Rubin Observatory Constraints on Distant Planetary Masses in the Outer Solar System
Meg Schwamb (史玫格)[QUB]
Session 2.05 LSST
Monday 06-24 | 16:40 - 17:00

Starting at the end of 2025, the Vera C. Rubin Observatory and its Legacy Survey of Space and Time (LSST) will survey the visible night sky every ~3 nights down to ~24th magnitude in 6 broad-band filters. Rubin Observatory will completely change our view of the outer Solar System with the LSST expected to discover over 40,000 new outer Solar System minor planets. This is about an order of magnitude more objects than are currently known to reside in the Trans-Neptunian region. The LSST will place the best constraints on the existence of possible distant unseen large planetary-sized masses, within the regions of the Kuiper belt and Inner Oort Cloud, that may have sculpted in the past or are actively shepherding the orbits of distant minor planets. We use Sorcha, a bespoke open-source python Solar System survey simulator for the LSST, to examine the prospects of LSST discovering these proposed planets. Sorcha is optimized for the scale of the LSST discoveries (~5 million Solar System detections/ ~1 billion individual photometric and astrometric detections at the end of 10 years).

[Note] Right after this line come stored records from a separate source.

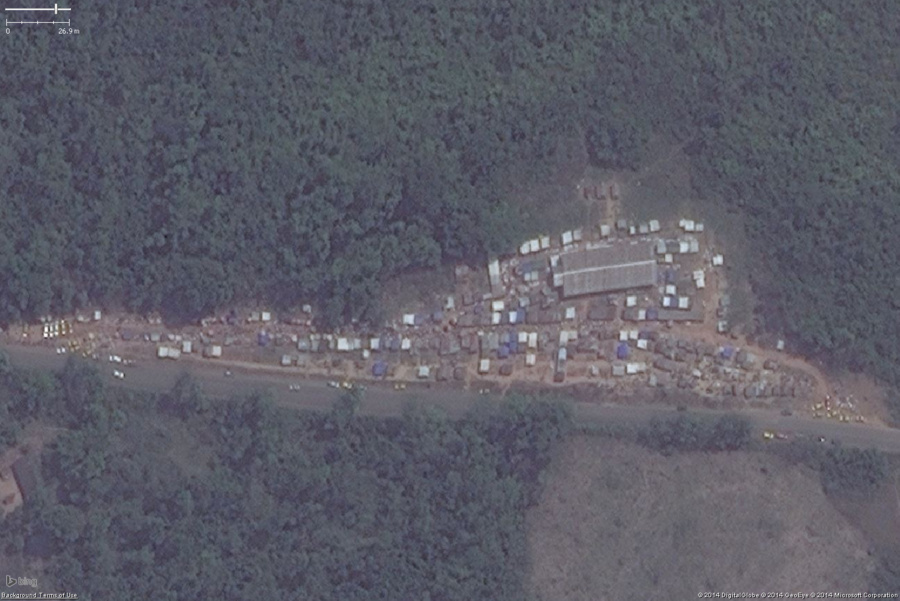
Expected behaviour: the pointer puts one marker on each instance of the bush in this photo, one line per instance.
(852, 470)
(691, 433)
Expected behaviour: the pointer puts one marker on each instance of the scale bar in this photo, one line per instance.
(55, 9)
(38, 22)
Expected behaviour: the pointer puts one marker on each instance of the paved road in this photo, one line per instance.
(384, 400)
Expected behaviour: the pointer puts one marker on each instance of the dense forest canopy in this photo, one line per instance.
(271, 504)
(170, 159)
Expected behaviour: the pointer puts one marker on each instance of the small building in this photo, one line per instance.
(494, 278)
(444, 373)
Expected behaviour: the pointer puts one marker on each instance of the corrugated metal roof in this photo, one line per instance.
(617, 267)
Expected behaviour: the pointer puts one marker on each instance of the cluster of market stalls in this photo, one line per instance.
(607, 303)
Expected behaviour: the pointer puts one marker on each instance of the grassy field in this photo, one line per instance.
(620, 522)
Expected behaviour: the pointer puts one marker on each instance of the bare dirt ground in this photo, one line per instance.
(617, 521)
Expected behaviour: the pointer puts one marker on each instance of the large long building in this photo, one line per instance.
(606, 269)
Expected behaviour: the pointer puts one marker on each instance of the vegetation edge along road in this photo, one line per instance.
(382, 400)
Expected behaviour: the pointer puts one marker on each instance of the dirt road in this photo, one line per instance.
(158, 376)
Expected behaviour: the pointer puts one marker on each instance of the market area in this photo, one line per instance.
(619, 305)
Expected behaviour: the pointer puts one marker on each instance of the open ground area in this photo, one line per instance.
(617, 521)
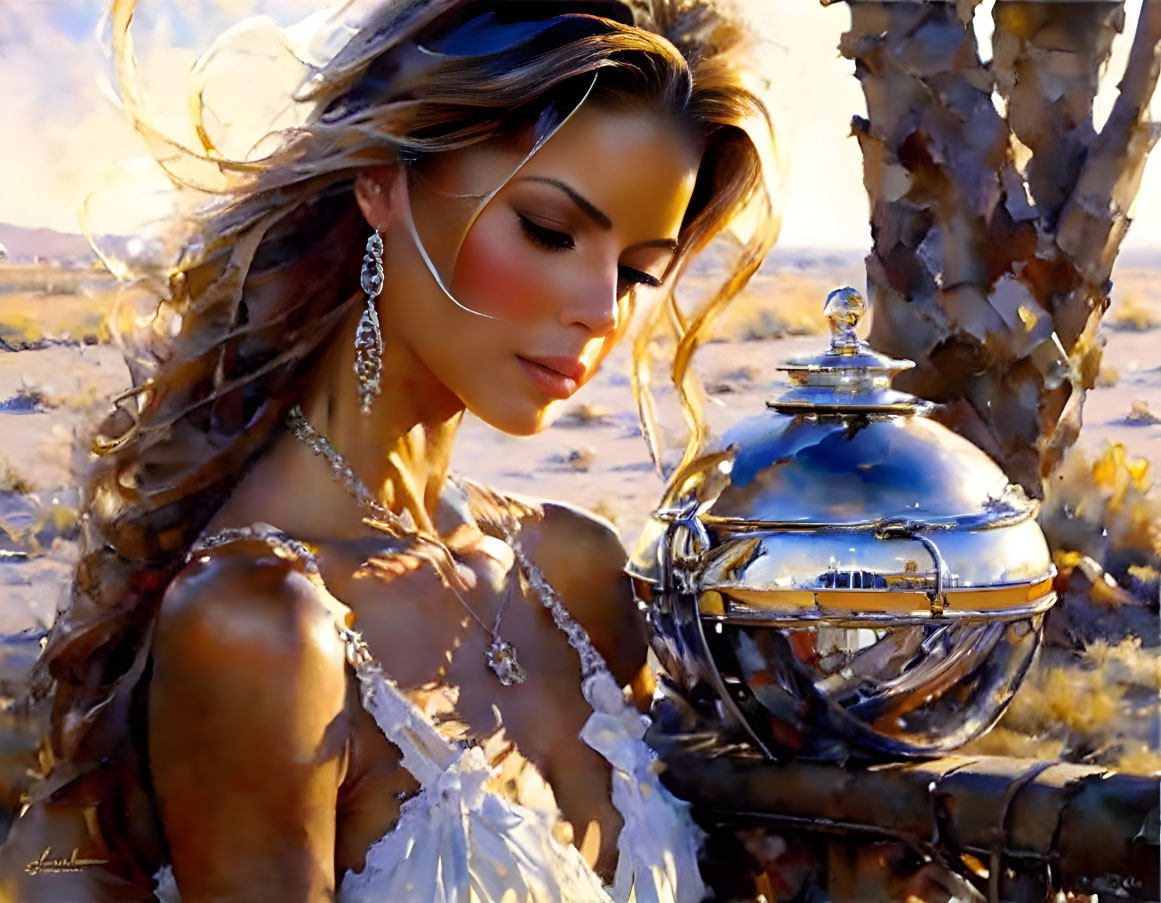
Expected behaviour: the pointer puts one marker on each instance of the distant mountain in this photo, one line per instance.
(26, 244)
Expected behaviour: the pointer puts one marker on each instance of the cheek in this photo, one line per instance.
(495, 275)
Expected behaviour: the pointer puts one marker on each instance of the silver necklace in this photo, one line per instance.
(499, 655)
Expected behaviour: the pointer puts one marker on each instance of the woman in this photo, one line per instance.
(460, 222)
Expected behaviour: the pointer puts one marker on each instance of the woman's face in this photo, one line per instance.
(553, 258)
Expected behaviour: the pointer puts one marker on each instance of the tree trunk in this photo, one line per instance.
(994, 235)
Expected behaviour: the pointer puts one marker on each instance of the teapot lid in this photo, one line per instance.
(848, 377)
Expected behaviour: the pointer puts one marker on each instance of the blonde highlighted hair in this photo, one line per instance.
(220, 324)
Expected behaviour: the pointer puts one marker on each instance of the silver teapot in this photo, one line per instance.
(841, 576)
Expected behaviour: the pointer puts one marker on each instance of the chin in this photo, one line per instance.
(520, 420)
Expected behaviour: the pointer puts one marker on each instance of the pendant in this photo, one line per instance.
(500, 658)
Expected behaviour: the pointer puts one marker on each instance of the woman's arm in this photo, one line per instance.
(247, 731)
(583, 558)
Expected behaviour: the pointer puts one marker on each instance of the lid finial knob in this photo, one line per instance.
(844, 309)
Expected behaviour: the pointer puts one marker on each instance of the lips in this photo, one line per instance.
(557, 376)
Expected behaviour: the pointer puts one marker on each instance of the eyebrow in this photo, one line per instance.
(595, 212)
(586, 207)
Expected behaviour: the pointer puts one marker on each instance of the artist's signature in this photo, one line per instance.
(44, 862)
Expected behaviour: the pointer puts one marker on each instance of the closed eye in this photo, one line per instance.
(552, 239)
(548, 239)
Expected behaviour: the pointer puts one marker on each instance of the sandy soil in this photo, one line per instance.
(596, 457)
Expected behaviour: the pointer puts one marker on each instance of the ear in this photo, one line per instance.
(374, 192)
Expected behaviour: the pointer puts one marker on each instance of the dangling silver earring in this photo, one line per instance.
(368, 339)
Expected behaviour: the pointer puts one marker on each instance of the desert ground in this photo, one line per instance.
(1097, 699)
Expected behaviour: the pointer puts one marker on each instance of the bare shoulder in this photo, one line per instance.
(582, 556)
(246, 598)
(247, 727)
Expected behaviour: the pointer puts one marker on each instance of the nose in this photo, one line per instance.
(593, 303)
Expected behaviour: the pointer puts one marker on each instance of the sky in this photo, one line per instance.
(62, 134)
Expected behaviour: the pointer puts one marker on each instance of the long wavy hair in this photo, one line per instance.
(220, 325)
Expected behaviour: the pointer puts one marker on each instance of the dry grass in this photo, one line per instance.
(1141, 414)
(1108, 376)
(605, 508)
(583, 414)
(41, 303)
(1107, 507)
(1093, 707)
(1132, 313)
(11, 481)
(777, 305)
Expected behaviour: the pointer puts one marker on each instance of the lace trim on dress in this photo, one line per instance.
(455, 840)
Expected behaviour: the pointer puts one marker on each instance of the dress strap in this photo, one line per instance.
(426, 752)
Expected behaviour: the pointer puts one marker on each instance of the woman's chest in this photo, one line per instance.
(425, 635)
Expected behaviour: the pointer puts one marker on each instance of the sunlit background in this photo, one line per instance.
(60, 131)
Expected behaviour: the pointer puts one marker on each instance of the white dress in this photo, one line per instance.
(456, 840)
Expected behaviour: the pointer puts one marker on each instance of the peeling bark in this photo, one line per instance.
(994, 235)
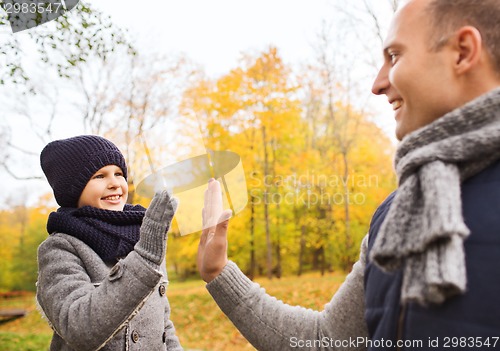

Sorcha can take any input orbital population and bias it to what the LSST would have detected utilizing a real or simulated LSST pointing history and observation metadata combined with the latest information about Rubin Observatory's expected performance and the Rubin Solar System Processing pipeline's detection efficiency. I will present the prospects and opportunities for Rubin Observatory to discover and test various proposed “Kuiper belt planets” or planetary-sized masses residing in the Trans-Neptunian region and beyond, including the Planet Nine model. I will also discuss the parameter space that the automated Rubin Solar System Processing Pipelines will be able to search and constrain, expectations for the first few years of the LSST, and opportunities for additional search algorithms.